Thursday, March 2, 2006

Komentar Sebelum Bekerja : Tunjangan CEO PT Freeport

Sebuah rutinitas sebelum memulai aktivitas di kantor adalah membaca detikcom. Pagi ini yang menarik mataku adalah berita tentang tunjangan CEO PT Freeport. Gila bo! 15 miliar hanya tunjangan, bahasa jalanananya ceperan. Bukan penghasilan utama. Selama aku bekerja memang tidak aneh melihat angka-angka bilangan sampai miliar bahkan triliun. Tapi itu penghasilan sebuah perusahaan, bukan (tunjangan) personal seorang karyawan perusahaan di Indonesia. Ah, mungkin pejabat-pejabat negeri ini juga mendapatkan yang tidak kalah banyaknya dari CEO Freeport Indonesia, cuma gak di blow up di media saja.

Sangat kontras jika melihat kondisi Papua dengan tunjangan yang diperoleh pejabat Freeport Indonesia. Dengan tunjangan sebesar itu orang pantas menuding bahwa keuntungan yang di peroleh dari 'merampok' Papua tidaklah main-main. Itu baru ceperan yang diperoleh karyawan, bagaimana dengan keuntungan yang diperoleh perusahaan dan para pemegang sahamnya? Sudahlah tidak usah dipikirkan berapa angkanya, takut gak kuat otak kita menghitung berapa pangjang digitnya kalau dirupiahkan.

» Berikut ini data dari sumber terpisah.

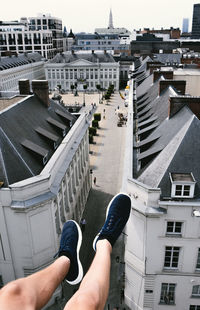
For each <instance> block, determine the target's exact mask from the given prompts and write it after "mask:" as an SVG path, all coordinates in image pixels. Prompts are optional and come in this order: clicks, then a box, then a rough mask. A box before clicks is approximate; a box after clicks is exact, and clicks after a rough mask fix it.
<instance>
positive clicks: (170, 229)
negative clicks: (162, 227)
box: [166, 222, 183, 236]
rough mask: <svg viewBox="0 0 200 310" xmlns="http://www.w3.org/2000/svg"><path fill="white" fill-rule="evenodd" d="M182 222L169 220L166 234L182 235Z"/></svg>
mask: <svg viewBox="0 0 200 310" xmlns="http://www.w3.org/2000/svg"><path fill="white" fill-rule="evenodd" d="M182 224H183V223H182V222H167V230H166V235H177V236H181V231H182Z"/></svg>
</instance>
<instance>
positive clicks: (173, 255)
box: [164, 246, 181, 269]
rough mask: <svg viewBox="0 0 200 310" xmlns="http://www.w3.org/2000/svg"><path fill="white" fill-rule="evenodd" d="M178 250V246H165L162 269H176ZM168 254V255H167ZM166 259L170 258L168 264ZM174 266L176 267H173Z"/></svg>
mask: <svg viewBox="0 0 200 310" xmlns="http://www.w3.org/2000/svg"><path fill="white" fill-rule="evenodd" d="M180 250H181V248H180V247H178V246H166V247H165V259H164V269H178V264H179V258H180ZM169 252H170V255H168V254H169ZM177 252H178V261H177V262H176V258H177V255H176V253H177ZM167 257H169V258H170V260H169V262H168V261H167ZM175 264H176V266H174V265H175Z"/></svg>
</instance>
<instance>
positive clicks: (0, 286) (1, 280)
mask: <svg viewBox="0 0 200 310" xmlns="http://www.w3.org/2000/svg"><path fill="white" fill-rule="evenodd" d="M2 287H3V278H2V276H1V275H0V288H2Z"/></svg>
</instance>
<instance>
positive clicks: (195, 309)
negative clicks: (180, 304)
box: [189, 305, 200, 310]
mask: <svg viewBox="0 0 200 310" xmlns="http://www.w3.org/2000/svg"><path fill="white" fill-rule="evenodd" d="M189 310H200V305H190V309H189Z"/></svg>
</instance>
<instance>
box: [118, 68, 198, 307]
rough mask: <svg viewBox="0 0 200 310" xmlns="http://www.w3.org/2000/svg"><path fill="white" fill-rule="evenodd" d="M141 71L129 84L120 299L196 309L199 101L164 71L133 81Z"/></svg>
mask: <svg viewBox="0 0 200 310" xmlns="http://www.w3.org/2000/svg"><path fill="white" fill-rule="evenodd" d="M142 74H143V73H142V71H140V67H139V68H138V69H137V70H135V71H134V72H133V74H132V77H133V80H130V82H129V87H130V88H129V111H128V123H127V126H128V130H127V139H126V140H127V145H126V158H125V162H126V164H125V172H124V173H125V178H124V184H123V187H124V190H126V192H127V193H128V194H129V195H130V196H131V200H132V210H131V215H130V219H129V222H128V225H127V228H126V232H125V243H126V250H125V266H126V267H125V270H126V279H125V294H124V296H125V302H126V304H127V305H128V306H129V308H130V309H133V310H134V309H141V310H150V309H151V310H161V309H168V308H169V306H171V307H173V309H177V310H178V309H183V310H196V309H199V307H200V301H199V292H200V276H199V259H200V254H199V253H200V249H199V233H200V231H199V216H200V192H199V184H200V179H199V172H198V166H199V165H198V158H199V150H198V147H197V145H198V140H199V130H198V128H199V126H200V110H199V108H198V107H199V102H200V98H199V97H190V96H188V95H187V96H185V95H184V94H185V81H174V80H172V79H169V78H168V79H165V77H164V76H160V77H158V78H153V75H148V76H146V78H145V79H144V81H143V82H142V83H140V84H139V83H138V81H139V80H140V76H141V75H142ZM180 94H181V95H180ZM133 133H134V136H133ZM130 141H131V142H130ZM127 163H128V164H127Z"/></svg>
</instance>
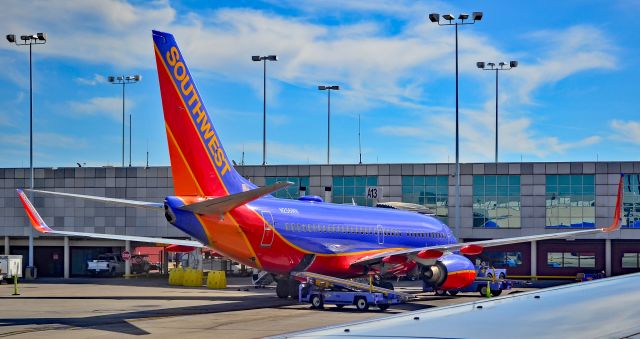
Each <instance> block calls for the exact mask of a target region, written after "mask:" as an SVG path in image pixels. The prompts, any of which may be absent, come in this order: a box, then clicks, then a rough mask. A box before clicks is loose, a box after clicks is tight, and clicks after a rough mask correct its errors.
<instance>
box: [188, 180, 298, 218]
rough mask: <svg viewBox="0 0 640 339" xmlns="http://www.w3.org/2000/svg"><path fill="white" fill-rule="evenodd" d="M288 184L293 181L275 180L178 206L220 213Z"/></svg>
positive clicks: (205, 213) (282, 187)
mask: <svg viewBox="0 0 640 339" xmlns="http://www.w3.org/2000/svg"><path fill="white" fill-rule="evenodd" d="M290 185H293V183H292V182H288V181H281V182H276V183H275V184H273V185H269V186H264V187H260V188H256V189H252V190H249V191H245V192H240V193H236V194H231V195H227V196H224V197H220V198H213V199H208V200H205V201H201V202H196V203H193V204H189V205H185V206H182V207H180V209H181V210H185V211H190V212H193V213H197V214H219V215H222V214H225V213H227V212H229V211H231V210H232V209H234V208H236V207H238V206H242V205H244V204H246V203H249V202H251V201H254V200H256V199H258V198H260V197H261V196H263V195H267V194H270V193H273V192H275V191H278V190H281V189H283V188H285V187H287V186H290Z"/></svg>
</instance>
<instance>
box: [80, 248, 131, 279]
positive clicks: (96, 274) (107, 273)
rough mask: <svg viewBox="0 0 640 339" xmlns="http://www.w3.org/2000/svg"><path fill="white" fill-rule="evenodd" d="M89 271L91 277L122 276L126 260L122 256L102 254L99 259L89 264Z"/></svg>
mask: <svg viewBox="0 0 640 339" xmlns="http://www.w3.org/2000/svg"><path fill="white" fill-rule="evenodd" d="M87 271H89V274H91V275H109V276H116V275H121V274H123V273H124V260H122V257H121V256H120V254H115V253H105V254H100V255H99V256H98V258H96V259H93V260H89V261H88V262H87Z"/></svg>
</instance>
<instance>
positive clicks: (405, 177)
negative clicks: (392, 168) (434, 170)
mask: <svg viewBox="0 0 640 339" xmlns="http://www.w3.org/2000/svg"><path fill="white" fill-rule="evenodd" d="M402 202H409V203H413V204H418V205H423V206H425V207H426V208H428V209H429V210H430V211H431V212H433V213H434V214H435V215H436V217H437V218H438V219H440V220H441V221H442V222H443V223H445V224H448V221H449V220H448V216H449V178H448V177H447V176H446V175H422V176H420V175H405V176H402Z"/></svg>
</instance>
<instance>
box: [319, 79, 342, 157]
mask: <svg viewBox="0 0 640 339" xmlns="http://www.w3.org/2000/svg"><path fill="white" fill-rule="evenodd" d="M318 90H319V91H327V165H328V164H329V154H330V150H331V91H339V90H340V86H336V85H333V86H318Z"/></svg>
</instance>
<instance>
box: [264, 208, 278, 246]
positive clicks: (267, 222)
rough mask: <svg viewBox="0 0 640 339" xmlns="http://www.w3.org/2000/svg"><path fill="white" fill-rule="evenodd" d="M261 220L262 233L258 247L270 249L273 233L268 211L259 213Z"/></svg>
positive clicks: (273, 237) (272, 240)
mask: <svg viewBox="0 0 640 339" xmlns="http://www.w3.org/2000/svg"><path fill="white" fill-rule="evenodd" d="M260 214H262V219H264V229H263V232H262V241H260V247H271V245H272V244H273V238H274V236H275V234H274V231H273V227H274V226H273V216H272V215H271V212H269V211H261V212H260Z"/></svg>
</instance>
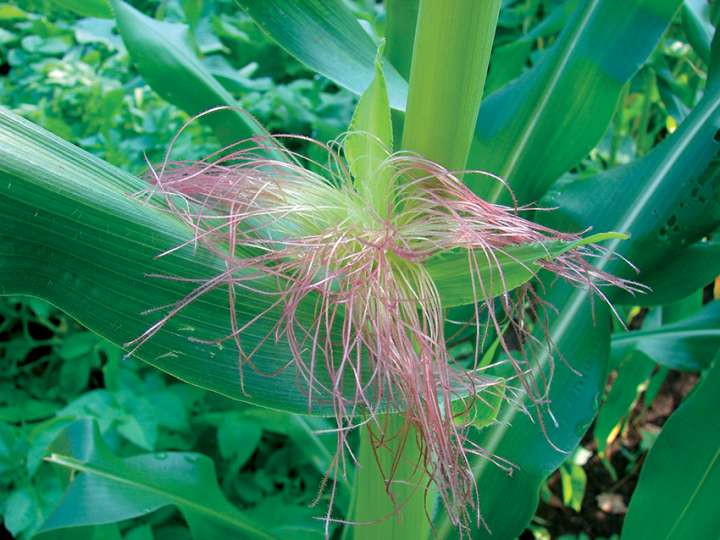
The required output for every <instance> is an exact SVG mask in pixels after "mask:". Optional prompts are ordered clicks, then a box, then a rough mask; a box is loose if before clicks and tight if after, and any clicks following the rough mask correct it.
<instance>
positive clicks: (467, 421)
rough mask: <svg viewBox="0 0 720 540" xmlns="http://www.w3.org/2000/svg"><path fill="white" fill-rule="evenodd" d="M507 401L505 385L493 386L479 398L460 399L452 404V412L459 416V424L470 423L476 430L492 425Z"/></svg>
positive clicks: (458, 416)
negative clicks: (501, 406) (505, 391)
mask: <svg viewBox="0 0 720 540" xmlns="http://www.w3.org/2000/svg"><path fill="white" fill-rule="evenodd" d="M504 400H505V383H499V384H497V385H495V386H491V387H490V388H488V389H487V390H485V391H484V392H481V393H480V394H479V395H478V396H473V397H471V398H459V399H456V400H454V401H453V402H452V412H453V414H454V415H458V420H457V423H458V424H460V425H465V424H467V423H469V424H470V425H471V426H473V427H474V428H476V429H481V428H484V427H485V426H489V425H491V424H492V423H493V422H494V421H495V419H496V418H497V415H498V413H499V412H500V406H501V405H502V404H503V401H504Z"/></svg>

Lalu apa yang diperoleh Papua? Coba tanya mbah google, pakai keyword kerusakan akibat freeport. Kalau rasa cinta kita terhadap negeri ini
tidak terprovokasi berarti ada yang perlu dipertanyakan. Sebagai salah satu warga Indonesia aku sangat amat kecewa sekali, marah. Papua yang indah dan kaya diacak-acak oleh Amerika, 4 dasawarsa dan (semoga tidak) akan berlanjut. Lihat foto diatas, foto yang aku ambil dari halaman depan web PT Freeport Indonesia. Masihkah ada senyum manis dari saudara-sudara kita yang wajahnya terpampang di foto tersebut?

Membaca buku Jalan Raya Pos, Jalan Daendels karya Pramoedya semakin menyadarkanku bahwa mental pengurus bangsa ini masih seperti yang dulu. Modus yang dipakai sama dengan masa imperialisme Belanda. Orang asing memanfaatkan mandor-mandor lokal untuk memperdaya masyarakat. Dengat sedikit iming-iming kontrak puluhan tahun untuk menjarah secara legal pasti didapat. Ketika mandor lokal lengser (masa jabatan 5 tahunan), ijin penjarahan masih ditangan. Mandor baru yang bermaksud lebih kritis tidak bisa berkutik karena takut menciderai perjanjian tertulis, takut dikecam dunia internasional. Padahal si tukang kecam hanya tukang gertak yang munafik. Imperialis di jaman modern. Sekedar berandai-andai. Jika semua dikelola oleh bangsa sendiri (tentu dengan bantuan asing sebagai trainer atau tenaga ahli) apa semua akan lebih baik? Ah, bukan jaminan. Sebelum pengurus bangsa (dan semua warga negara) bersikap profesional keadaan akan berulang.

Banyak yang bilang negara ini mulai runtuh ketika Soeharto menggulingkan Pak Karno. Kemandirian yang mulai
dicanangkan Pak Karno dinodai dan kemudian dihancurkan oleh mental pengemis Orde Baru. Harga diri sudah jatuh ketika tangan berada dibawah. Budaya ABS (Asal Bapak Senang) semakin berkembang, sekarangpun masih bisa dijumpai!

Kapan ya bangsa ini mampu berdiri dengan dua kakinya sendiri?
Jawabannya, ... 3M-nya Aa' Gym.
Mulai dari diri sendiri, mulai dari yang kecil, dan mulai saat ini juga!